Recorded: 04 Aug 2003
Well, I was very honored. I used to absolutely love going because I loved to watch Jim in action. And just watch him interact with these people. That’s just incredible. I mean there’s one other person that I remember—that I’ve loved to watch in action, one other one, Lennart Phillipson, who is—for quite some time the head of the EMBO lab: The European Molecular Biology Lab in Heidelberg. And in a very, very different way when I was on their board of scientific advisors, I used to love to watch him interact with his other European scientist. And the way, of course, the European scientists interacts with other scientist is much different from the way an American scientists does. So that was the one other experience. But I mean—Lennart compared to Jim is nothing in terms of the sort of intellectual power that’s brought just to very simple things. All of a sudden they’re crystal clear or you learn some new fact. But just watching how he did it was just—loved it.

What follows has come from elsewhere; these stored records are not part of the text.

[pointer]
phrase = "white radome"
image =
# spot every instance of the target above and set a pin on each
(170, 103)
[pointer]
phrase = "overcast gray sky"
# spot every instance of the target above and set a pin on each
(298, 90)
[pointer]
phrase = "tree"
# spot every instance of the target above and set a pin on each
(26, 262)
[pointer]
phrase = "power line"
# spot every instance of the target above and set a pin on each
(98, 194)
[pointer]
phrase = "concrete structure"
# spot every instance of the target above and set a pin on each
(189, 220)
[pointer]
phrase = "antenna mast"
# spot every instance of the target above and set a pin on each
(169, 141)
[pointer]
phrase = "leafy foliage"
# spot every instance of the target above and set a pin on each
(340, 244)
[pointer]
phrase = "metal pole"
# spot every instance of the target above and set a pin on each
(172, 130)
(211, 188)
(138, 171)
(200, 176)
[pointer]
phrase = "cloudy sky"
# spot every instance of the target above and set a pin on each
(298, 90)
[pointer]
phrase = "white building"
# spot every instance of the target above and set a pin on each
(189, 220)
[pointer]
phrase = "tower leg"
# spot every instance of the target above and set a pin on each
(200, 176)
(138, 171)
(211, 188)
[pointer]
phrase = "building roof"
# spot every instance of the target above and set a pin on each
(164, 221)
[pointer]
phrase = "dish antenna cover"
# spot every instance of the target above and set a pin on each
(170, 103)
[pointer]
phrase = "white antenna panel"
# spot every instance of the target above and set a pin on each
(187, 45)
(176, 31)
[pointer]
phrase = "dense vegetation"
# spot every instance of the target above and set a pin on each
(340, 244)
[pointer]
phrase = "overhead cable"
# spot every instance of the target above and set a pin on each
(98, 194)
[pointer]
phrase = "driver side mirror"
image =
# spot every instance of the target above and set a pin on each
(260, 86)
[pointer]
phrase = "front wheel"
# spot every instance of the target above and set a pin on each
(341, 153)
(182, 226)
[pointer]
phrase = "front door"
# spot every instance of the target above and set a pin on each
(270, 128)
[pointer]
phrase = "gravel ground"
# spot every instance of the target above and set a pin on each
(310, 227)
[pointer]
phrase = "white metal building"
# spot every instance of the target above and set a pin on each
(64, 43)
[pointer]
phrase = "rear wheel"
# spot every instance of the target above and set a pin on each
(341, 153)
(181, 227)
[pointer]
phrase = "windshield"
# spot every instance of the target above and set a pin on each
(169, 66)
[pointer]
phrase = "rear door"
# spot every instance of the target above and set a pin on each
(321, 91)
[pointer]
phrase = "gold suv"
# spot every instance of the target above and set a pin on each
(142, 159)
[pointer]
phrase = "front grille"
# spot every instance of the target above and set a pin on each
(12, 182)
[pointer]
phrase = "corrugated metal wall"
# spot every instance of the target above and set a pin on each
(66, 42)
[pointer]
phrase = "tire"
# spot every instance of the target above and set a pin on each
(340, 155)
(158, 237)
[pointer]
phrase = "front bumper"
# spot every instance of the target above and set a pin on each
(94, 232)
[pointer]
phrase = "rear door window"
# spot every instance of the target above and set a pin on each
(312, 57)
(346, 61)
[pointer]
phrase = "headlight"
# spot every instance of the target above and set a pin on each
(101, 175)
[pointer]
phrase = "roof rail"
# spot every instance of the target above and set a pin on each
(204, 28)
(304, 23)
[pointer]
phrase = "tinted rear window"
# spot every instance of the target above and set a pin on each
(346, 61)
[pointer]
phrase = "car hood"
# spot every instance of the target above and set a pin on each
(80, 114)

Joan Steitz is a prominent molecular biologist who earned her Ph.D. under Jim Watson at Harvard University in 1967. She joined the faculty at Yale University in 1970 and is currently the Sterling Professor of Molecular Biophysics and Biochemistry and the Director of the Molecular Genetics Program at the Boyer Center for Molecular Medicine at Yale. She is also an Investigator for the Howard Hughes Medical Institute. Steitz’s research involves determining the structure and function of small RNA-protein complexes.
She has received numerous awards including the National Medal of Science (1986), the Weizmann Women and Science Award (1994), the Novartis Drew Award in Biomedical Research (1999), the UNESCO-L'Oréal Women in Science Award (2001), and the Lewis S. Rosenstiel Award for Distinguished Work in Basic Medical Research (2002).